In the meantime, he retains an insecurity more associated with actors. Indeed Lawrie would argue that job security is as fragile in both crafts. When I told him that Vijay Singh, in the midst of all his success, wondered at the start of a new season if he would ever win again, he responded: "I can fully understand those feelings. And it doesn't get any easier with the passing years. In that opening tournament, my dominant thought is to make enough money to retain my card as quickly as possible.
"Even with the exemption I got from winning the Spanish two years ago, I felt the same way. I don't believe the anxiety will ever leave me. I don't believe I will ever feel secure. I think I will always be conscious of having to maximise the opportunities that will come my way through any given season. What the golf course and the tournament gives you. And to try and have my card virtually secured by April or May."
Yet for all that, Lawrie admits to wanting for nothing, with his wife Philippa and daughters Jessica (5), Amelia Jane (3) and one-year-old Elizabeth, who may anticipate charming but not over-lavish gifts from Santa. With a Volvo XC90 as a family car and a Volkswagen Golf as a runaround, the Lawries live a comfortable, simple life.
As it happens, life is generally pretty good right now for the Irish on tour.

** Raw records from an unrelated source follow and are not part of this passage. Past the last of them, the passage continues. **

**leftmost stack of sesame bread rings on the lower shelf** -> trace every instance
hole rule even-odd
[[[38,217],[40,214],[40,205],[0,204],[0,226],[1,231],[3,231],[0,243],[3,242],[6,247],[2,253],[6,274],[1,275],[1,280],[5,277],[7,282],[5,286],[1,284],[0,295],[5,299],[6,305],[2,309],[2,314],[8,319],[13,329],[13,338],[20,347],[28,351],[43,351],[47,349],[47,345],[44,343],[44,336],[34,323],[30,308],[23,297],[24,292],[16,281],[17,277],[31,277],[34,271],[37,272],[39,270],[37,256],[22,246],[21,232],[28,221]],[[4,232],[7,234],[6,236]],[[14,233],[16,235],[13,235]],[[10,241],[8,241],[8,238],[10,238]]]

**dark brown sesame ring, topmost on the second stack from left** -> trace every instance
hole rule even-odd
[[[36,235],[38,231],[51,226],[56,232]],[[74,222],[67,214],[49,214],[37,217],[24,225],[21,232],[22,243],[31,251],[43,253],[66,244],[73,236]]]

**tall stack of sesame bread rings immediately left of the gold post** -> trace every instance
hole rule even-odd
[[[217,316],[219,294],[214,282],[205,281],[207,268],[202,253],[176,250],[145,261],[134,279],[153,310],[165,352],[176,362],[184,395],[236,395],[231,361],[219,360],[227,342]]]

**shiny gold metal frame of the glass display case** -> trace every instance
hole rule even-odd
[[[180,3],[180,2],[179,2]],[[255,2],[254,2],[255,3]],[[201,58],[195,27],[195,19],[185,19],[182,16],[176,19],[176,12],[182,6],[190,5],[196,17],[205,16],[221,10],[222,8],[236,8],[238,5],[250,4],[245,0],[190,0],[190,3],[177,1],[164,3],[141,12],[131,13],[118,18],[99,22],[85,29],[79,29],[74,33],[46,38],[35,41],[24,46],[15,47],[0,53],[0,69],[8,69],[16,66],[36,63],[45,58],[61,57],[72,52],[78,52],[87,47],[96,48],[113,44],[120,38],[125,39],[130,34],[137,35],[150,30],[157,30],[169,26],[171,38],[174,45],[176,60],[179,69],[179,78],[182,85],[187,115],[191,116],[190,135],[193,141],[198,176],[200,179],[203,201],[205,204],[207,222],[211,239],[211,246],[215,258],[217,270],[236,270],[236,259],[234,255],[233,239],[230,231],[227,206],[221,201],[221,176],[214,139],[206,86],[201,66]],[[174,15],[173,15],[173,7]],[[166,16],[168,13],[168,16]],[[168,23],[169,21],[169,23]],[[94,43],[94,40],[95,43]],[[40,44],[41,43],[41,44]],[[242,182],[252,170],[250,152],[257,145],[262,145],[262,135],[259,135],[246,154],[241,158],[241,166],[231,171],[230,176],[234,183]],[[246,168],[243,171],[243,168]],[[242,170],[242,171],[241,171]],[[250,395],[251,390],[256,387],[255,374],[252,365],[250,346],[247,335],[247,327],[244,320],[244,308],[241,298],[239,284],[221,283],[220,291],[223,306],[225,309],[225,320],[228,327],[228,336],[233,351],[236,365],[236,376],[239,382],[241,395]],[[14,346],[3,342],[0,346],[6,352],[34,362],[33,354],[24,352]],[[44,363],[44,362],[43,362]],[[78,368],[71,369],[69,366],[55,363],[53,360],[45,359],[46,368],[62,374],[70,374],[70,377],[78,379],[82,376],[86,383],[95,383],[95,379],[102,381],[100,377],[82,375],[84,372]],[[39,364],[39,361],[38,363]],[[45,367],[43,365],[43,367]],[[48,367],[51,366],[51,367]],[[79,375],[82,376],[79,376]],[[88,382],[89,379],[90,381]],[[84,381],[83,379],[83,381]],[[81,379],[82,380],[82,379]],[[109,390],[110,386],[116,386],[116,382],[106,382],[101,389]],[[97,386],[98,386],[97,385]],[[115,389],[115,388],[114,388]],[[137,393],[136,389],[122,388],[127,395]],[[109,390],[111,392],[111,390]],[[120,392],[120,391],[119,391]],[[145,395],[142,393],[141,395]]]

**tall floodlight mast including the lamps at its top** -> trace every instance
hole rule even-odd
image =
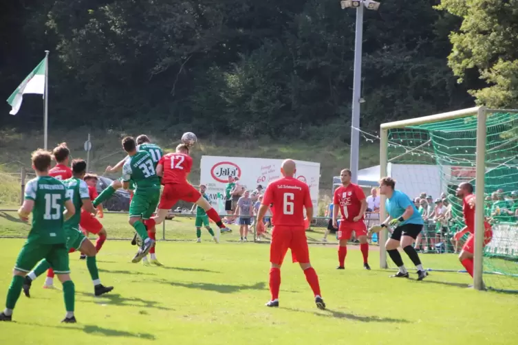
[[[351,118],[351,182],[358,183],[358,161],[360,156],[360,104],[365,102],[361,97],[362,78],[362,40],[363,40],[363,8],[378,10],[380,3],[373,0],[340,1],[343,10],[356,8],[356,34],[354,38],[354,80],[352,91]]]

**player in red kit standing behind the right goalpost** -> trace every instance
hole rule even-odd
[[[459,241],[462,235],[469,232],[470,235],[464,243],[460,251],[459,261],[466,268],[468,274],[473,277],[473,252],[475,249],[475,194],[473,194],[473,185],[468,182],[460,183],[457,188],[457,197],[462,198],[462,213],[464,214],[464,223],[466,227],[454,235],[455,241]],[[480,205],[484,207],[484,205]],[[484,247],[490,243],[493,238],[493,230],[491,225],[484,221]]]

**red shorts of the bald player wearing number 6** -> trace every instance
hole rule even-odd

Memories come to mind of the Irish Open at Killarney last July, when Rory McIlroy slipped away from a barbeque on the Tuesday to take a clearly dazzled Shane Lowry for a spin in his decidedly sporty Audi R8. And of Darren Clarke's rather special Range Rover parked in its designated spot outside the clubhouse.
The current crop are the beneficiaries of a rich tradition which Sweden's Blomqvist so envied. They have been able to plot a highly productive route on a trail blazed by Daly, Harry Bradshaw and O'Connor. And despite the anxiety some of them may feel about retaining their playing privileges, there is always the security of being part of an enduring brand.